There are two ways to read this quote on how the above graph is wrong. The first is that methodology is multidimensional and requires a second axis for explanatory content. While interesting, it’s not clear that we have to introduce this complexity. The second reading is that we should care about the realism of assumptions of a model inasmuch as they increase or enable the explanatory or informative content of the model.
In Why Look Under the Hood?, Dan Hausman offers a simple and compelling argument for why we ought to care about the realism of assumptions to some extent. He offers us a reconstruction of the argument for the F-Twist:
- A good hypothesis provides valid and meaningful predictions concerning the class of phenomena it is intended to explain. (premise)
- The only test of whether an hypothesis is a good hypothesis is whether it provides valid and meaningful predictions concerning the class of phenomena it is intended to explain. (invalidly from 1)
- Any other facts about an hypothesis, including whether its assumptions are realistic, are irrelevant to its scientific assessment. (trivially from 2)
Now, consider an argument of same form but regarding evaluating used cars rather than economic models:
- A good used car drives safely, economically and comfortably. (oversimplified premise)
- The only test of whether a used car is a good used car is to check whether it drives safely, economically and comfortably. (invalidly from 1)
- Anything one discovers by opening the hood and checking the separate components of a used car is irrelevant to its assessment. (trivially from 2)
Just as there is something to be gained by looking under the hood of a used car, there is utility in inspecting the assumptions of models!
Similar to how Wong argued that explanatory content is an essential part of a scientific or economic model, Hausman argues that models/theories are used to guide us in new circumstances and should be judged accordingly:
Similarly, given Friedman’s view of the goal of science, there would be no point to examining the assumptions of a theory if it were possible to do a “total” assessment of its performance with respect to the phenomena it was designed to explain. But one cannot make such an assessment.
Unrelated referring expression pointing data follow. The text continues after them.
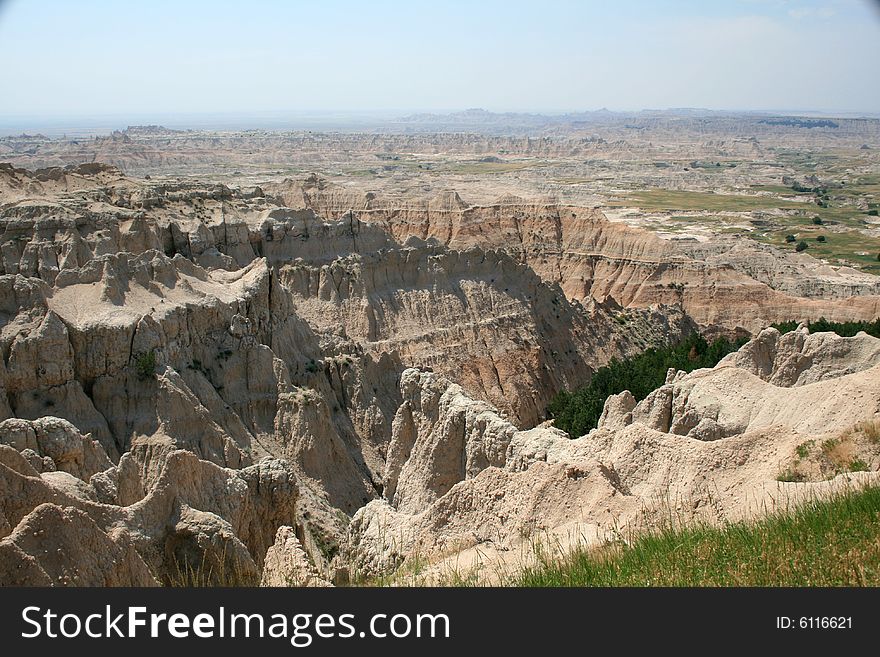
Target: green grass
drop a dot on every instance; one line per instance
(850, 247)
(829, 543)
(477, 167)
(662, 199)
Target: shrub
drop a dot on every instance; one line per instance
(578, 411)
(145, 364)
(843, 329)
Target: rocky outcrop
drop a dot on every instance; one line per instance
(710, 444)
(799, 357)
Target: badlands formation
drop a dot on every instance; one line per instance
(305, 383)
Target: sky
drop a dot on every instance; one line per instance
(159, 58)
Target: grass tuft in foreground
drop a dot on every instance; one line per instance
(829, 543)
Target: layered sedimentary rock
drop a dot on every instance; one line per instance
(710, 444)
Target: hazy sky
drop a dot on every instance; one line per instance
(93, 57)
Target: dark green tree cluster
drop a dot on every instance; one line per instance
(843, 329)
(577, 412)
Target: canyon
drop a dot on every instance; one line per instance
(299, 380)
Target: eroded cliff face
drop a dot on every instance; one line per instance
(710, 444)
(727, 284)
(194, 375)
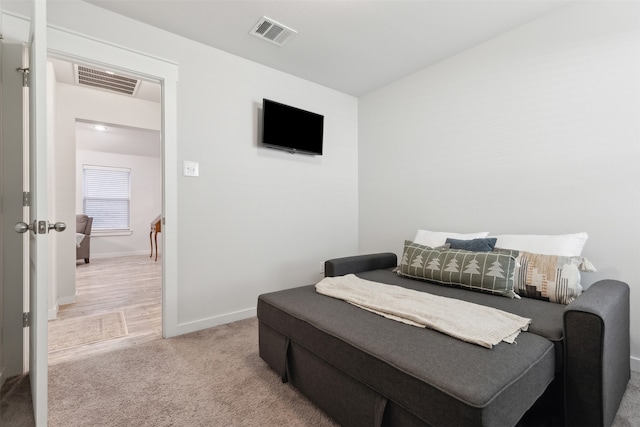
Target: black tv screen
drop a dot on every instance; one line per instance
(291, 129)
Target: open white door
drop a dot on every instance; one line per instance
(39, 241)
(38, 217)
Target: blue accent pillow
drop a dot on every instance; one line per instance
(485, 244)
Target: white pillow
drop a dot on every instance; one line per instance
(561, 245)
(438, 238)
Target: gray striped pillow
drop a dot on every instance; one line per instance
(490, 272)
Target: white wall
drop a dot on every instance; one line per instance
(146, 201)
(255, 220)
(72, 103)
(535, 131)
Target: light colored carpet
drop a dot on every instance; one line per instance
(208, 378)
(76, 331)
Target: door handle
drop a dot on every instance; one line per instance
(58, 226)
(23, 227)
(42, 227)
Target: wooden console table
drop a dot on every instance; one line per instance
(156, 226)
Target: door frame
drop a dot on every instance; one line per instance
(71, 45)
(66, 45)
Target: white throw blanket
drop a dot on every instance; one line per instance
(474, 323)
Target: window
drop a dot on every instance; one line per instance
(106, 196)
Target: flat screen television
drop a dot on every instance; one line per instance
(291, 129)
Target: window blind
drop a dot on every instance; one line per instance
(107, 197)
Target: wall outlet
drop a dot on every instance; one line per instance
(190, 168)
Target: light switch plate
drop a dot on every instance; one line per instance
(190, 168)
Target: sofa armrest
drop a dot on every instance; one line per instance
(359, 263)
(597, 354)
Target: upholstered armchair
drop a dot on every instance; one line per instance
(83, 237)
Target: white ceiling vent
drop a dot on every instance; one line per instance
(269, 30)
(105, 80)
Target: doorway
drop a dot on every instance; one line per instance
(115, 138)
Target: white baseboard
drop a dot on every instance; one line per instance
(3, 376)
(121, 254)
(210, 322)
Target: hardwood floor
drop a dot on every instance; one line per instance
(132, 285)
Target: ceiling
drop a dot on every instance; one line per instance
(118, 139)
(353, 46)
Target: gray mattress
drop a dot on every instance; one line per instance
(440, 380)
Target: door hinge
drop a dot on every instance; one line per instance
(25, 76)
(26, 320)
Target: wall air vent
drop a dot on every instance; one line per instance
(269, 30)
(105, 80)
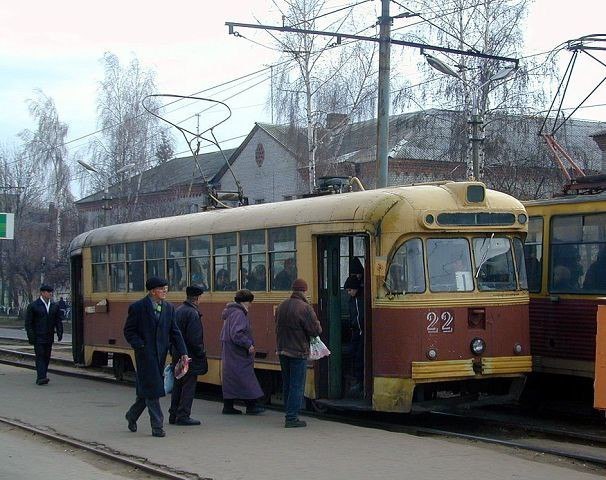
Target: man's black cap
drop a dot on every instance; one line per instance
(155, 282)
(194, 291)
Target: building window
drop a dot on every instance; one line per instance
(260, 154)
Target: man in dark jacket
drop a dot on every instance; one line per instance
(296, 323)
(356, 323)
(42, 319)
(189, 321)
(150, 328)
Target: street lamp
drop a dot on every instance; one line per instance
(106, 179)
(475, 164)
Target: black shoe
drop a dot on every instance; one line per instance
(295, 423)
(132, 424)
(231, 411)
(256, 410)
(187, 421)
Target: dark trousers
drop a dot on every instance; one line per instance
(182, 397)
(357, 347)
(293, 384)
(153, 407)
(42, 351)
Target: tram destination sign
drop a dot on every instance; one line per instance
(7, 226)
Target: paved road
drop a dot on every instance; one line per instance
(258, 447)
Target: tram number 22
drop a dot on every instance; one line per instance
(442, 322)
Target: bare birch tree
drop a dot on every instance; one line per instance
(130, 137)
(321, 78)
(488, 26)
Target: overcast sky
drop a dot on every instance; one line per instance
(56, 46)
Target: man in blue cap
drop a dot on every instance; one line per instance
(189, 321)
(43, 318)
(150, 329)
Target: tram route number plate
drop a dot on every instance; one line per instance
(440, 322)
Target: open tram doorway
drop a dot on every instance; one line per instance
(345, 377)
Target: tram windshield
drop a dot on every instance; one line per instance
(450, 267)
(494, 263)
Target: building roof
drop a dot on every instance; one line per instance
(171, 174)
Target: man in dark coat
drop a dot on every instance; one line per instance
(296, 323)
(150, 328)
(189, 321)
(42, 319)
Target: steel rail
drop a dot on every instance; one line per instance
(413, 429)
(144, 465)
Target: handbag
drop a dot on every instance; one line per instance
(317, 349)
(169, 379)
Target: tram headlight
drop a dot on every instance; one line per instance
(477, 346)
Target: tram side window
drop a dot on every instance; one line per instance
(533, 253)
(518, 250)
(99, 264)
(199, 261)
(282, 258)
(253, 274)
(449, 264)
(578, 254)
(154, 258)
(406, 273)
(494, 263)
(134, 267)
(175, 263)
(225, 260)
(117, 268)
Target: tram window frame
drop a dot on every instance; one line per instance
(253, 254)
(99, 257)
(587, 249)
(493, 280)
(176, 258)
(533, 253)
(117, 267)
(199, 259)
(159, 259)
(462, 282)
(404, 267)
(135, 267)
(282, 250)
(225, 259)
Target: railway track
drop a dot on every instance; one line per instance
(578, 445)
(142, 464)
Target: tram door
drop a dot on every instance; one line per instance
(77, 310)
(337, 256)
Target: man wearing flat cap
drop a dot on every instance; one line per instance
(42, 319)
(189, 321)
(150, 329)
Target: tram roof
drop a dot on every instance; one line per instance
(355, 207)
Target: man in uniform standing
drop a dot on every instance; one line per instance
(42, 319)
(150, 329)
(189, 321)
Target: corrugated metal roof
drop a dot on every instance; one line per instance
(178, 171)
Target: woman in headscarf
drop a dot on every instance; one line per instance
(238, 356)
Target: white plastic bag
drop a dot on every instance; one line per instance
(169, 379)
(317, 349)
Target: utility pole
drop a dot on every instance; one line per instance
(385, 22)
Indeed the point of a theory is to guide us in circumstances where we do not already know whether the predictions are correct. There is thus much that may be learned by examining the components (assumptions) of a theory and its “irrelevant” predictions. Such consideration of the “realism” of assumptions is particularly important when extending the theory to new circumstances or when revising it in the face of predictive failure.
Hausman’s take should be intuitive to machine learning practitioners, for instance, when considering the behavior of a model a weird points in the feature space. Perhaps, for some application, we choose a tree-based model over a polynomial regression if the distribution of our data is wide and the regression is asymptotic in some directions.